Amidst all of this the creativity has continued to happen, albeit fragmentedly. I have to admit I have ceased to allow pressure to motivate me. If people pressure me, I can feel my heels digging in further. Such a change from my 20's when I was so eager to please. I remember thinking older women were difficult and stuck in their ways, but now as I approach 40, I can see why. Still I love fun and that keep's me sane. I love a good laugh, a good read, a good day off to lounge around in pj's with the kids and watch movies, a good cuddle with my gorgeous husband, a fun day treasure hunting along the shore.
We are currently going to a church in the city called Arise. We have been welcomed warmly and enjoy the youthful atmosphere. A little different from our last church. Having met with the leaders of this church, and we are confident of their love for God and their people. They have big hearts and a giant capacity for spiritual growth in this city. That much is certain. We also attended the local Salvation Army in Tawa and enjoyed the community feeling in that church too.
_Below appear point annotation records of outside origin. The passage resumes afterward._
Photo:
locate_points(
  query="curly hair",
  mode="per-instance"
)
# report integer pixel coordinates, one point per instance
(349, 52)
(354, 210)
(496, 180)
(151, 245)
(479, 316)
The children enjoy the programmes each church has to offer. I love meeting Christian folk and seeing all the good things God is doing through His people all over this city.
We also farewelled two very loved people in our lives this past week. Our former pastors, Coral and Campbell have moved on to new pastures in Auckland where they will no doubt continue to impact the nation we live in. We also got to hang out with many old friends and in a way say our own goodbyes. It was seriously the closing of an old chapter so some sadness was involved yet still the excitement of what lies ahead for all of us remains. Our lives are better for knowing this couple who inspired us, led us and loved us. We pray for their journey ahead to be all it can be.
My husband and I have been united in prayer and heart about the calling we feel God has on our lives. We are prayerfully seeking guidance for our futures and the theme seems to be 'waiting'.
I love the scripture in the old testament book of Isaiah ...
"They that wait upon the Lord shall renew their strength, they shall rise up on wings like eagles. They shall walk and not grow weary, they shall run and not faint."
Proverbs also says ...
"Trust in the Lord with all your heart. Lean not on your own understanding. In all your ways, acknowledge Him, and He will direct your paths."
So lots of wonderful changes this year, some that leave me breathless, others that leave me comforted. Mostly though, I have a very real sense of finally feeling 'present', no longer living in the past, not so much governed by what will happen in the future. But most definitely a sense of doing today well.